Selin gözlerini devirerek acımasız bir ses tonuyla konuştu. "Seni de sevmiyor." Bunu duymayı beklemediğim için tokat yemiş gibi irkildim ve kırgınlıkla harmanlanan bakışlarımı Selin'den çekerek tahtada bir şeyler anlatan hocaya döndüm. Gözlerimin önüne yaşlar birikmiş, tahtada gördüğüm yazılar saniyeler içerisinde bulanıklaşarak kaybolmuştu.

"Özür dilerim, öyle demek istemedim." Kırdığı parçaları toplamaya çalışarak kollarını bana sardığında göz kapaklarımı gözlerimin üstüne örttüm. Bu hareketimle birkaç yaş yanaklarımdan akıp gitmiş, göğsümdeki ağrı bütün vücuduma bir veba gibi sirayet etmişti. "Sadece kendini harap etmeni istemiyorum. Hayatın Rüzgâr'dan ibaret değil, o seni sevmiyor diye sevilmeyecek bir insan olduğunu düşündüğünü biliyorum ve bu canımı yakıyor." Etrafımdaki insanlara karşı bir sınırım yoktu ama olsa bile Selin o sınırların arkasında olurdu.

Beni, benden iyi tanıyordu.

"Senin kalbin gerçekten ışıklar içerisinde, Rüzgâr sadece aydınlığına kara bir leke bırakır." Kader sayfaları çevrilerek geleceğime ışık tuttuğunda, gözlerime takılan tek şey aydınlığın noksanlığı olmuştu.
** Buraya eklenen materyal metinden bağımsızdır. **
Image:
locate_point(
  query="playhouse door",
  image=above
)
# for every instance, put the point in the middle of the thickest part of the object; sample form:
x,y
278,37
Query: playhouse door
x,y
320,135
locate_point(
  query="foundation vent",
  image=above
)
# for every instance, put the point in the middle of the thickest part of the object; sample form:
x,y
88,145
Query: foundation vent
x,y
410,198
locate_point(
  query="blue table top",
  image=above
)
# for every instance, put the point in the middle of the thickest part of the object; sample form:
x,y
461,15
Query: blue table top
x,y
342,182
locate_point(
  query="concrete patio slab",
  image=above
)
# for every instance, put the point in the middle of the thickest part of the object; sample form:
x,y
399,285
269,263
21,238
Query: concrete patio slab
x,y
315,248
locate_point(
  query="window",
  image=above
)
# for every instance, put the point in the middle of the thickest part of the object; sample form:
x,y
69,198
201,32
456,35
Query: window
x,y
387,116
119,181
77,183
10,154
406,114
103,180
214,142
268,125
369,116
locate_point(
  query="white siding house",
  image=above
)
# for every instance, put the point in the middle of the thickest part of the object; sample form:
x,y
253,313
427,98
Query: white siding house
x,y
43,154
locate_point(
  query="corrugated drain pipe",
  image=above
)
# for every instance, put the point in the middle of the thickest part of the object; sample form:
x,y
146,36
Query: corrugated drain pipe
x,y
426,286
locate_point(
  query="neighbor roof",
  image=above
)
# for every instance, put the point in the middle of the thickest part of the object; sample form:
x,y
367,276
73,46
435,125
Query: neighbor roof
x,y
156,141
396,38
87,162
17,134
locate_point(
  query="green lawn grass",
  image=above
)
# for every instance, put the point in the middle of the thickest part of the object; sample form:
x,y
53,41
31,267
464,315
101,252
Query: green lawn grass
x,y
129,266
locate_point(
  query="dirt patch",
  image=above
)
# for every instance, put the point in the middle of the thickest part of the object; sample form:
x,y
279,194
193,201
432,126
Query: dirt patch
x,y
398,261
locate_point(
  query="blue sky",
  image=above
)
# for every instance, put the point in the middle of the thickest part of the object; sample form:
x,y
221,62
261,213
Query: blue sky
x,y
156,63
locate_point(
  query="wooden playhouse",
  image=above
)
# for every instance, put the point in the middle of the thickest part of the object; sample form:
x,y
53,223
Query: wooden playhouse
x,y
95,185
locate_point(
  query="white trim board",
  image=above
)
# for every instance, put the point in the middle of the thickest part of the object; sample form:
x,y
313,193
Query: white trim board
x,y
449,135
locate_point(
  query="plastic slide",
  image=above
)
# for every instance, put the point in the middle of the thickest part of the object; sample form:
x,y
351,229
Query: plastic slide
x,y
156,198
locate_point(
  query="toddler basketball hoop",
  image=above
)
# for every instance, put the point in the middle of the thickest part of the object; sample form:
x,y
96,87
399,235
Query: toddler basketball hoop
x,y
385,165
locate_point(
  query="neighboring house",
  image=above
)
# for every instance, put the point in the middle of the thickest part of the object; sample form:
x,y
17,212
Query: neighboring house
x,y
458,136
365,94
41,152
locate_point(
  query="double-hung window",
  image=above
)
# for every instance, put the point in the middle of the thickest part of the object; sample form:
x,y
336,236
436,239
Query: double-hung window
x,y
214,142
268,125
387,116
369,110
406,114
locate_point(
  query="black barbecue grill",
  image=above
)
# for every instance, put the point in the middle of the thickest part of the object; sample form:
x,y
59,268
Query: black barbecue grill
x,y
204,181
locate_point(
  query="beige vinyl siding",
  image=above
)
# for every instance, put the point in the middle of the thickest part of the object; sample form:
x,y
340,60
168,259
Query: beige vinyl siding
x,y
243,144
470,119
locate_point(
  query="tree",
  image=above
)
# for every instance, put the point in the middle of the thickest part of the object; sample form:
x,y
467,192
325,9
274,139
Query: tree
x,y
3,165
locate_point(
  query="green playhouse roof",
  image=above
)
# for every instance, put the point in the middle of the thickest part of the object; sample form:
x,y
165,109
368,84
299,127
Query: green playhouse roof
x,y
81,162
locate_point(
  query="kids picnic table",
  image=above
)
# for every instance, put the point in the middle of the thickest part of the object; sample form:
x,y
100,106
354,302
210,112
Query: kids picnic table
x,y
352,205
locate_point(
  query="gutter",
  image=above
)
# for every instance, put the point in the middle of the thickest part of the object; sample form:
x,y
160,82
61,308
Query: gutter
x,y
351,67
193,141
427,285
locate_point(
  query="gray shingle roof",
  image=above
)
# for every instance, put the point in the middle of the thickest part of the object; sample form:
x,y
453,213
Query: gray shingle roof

"Öyle düşünmüyorum Selin." Diye konuştum yalan, gerçeğin üstüne karanlık gölgesini düşürmüştü.

Konuşmamızın bittiğini düşünerek sıranın üstüne koyduğum koluma alnımı yaslayarak gözlerimi, Selin'e bakmak için araladım. Lâkin çakır mavilerim, annesini kaybetmiş bir çocuğun eve dönmesi gibi gideceği yeri biliyordu. İrislerim, cam kenarında oturan bedenine ilişirken zihnimin, kalbime yakarışları kulaklarımda uğulduyordu. Hayranlık duyacağım kadar güzel olan elleri, yanında huzursuz bir uykuda olan sevgilisinin siyah saçlarında dolanıyordu.

O başka birine koşarken, benim onun için kurduğum şehirlerdeki çiçekleri öldürüyordu, farkında değildi.

"Bence içinde ona karşı olan şey aşk ya da sevgi değil Almina. Sen onu takıntı haline getirmişsin, farkında değilsin." Bakışlarım Rüzgâr'ın irisleriyle kurduğumuz köprüden düşerken kaşlarımı derinden çatarak Selin'e döndüm.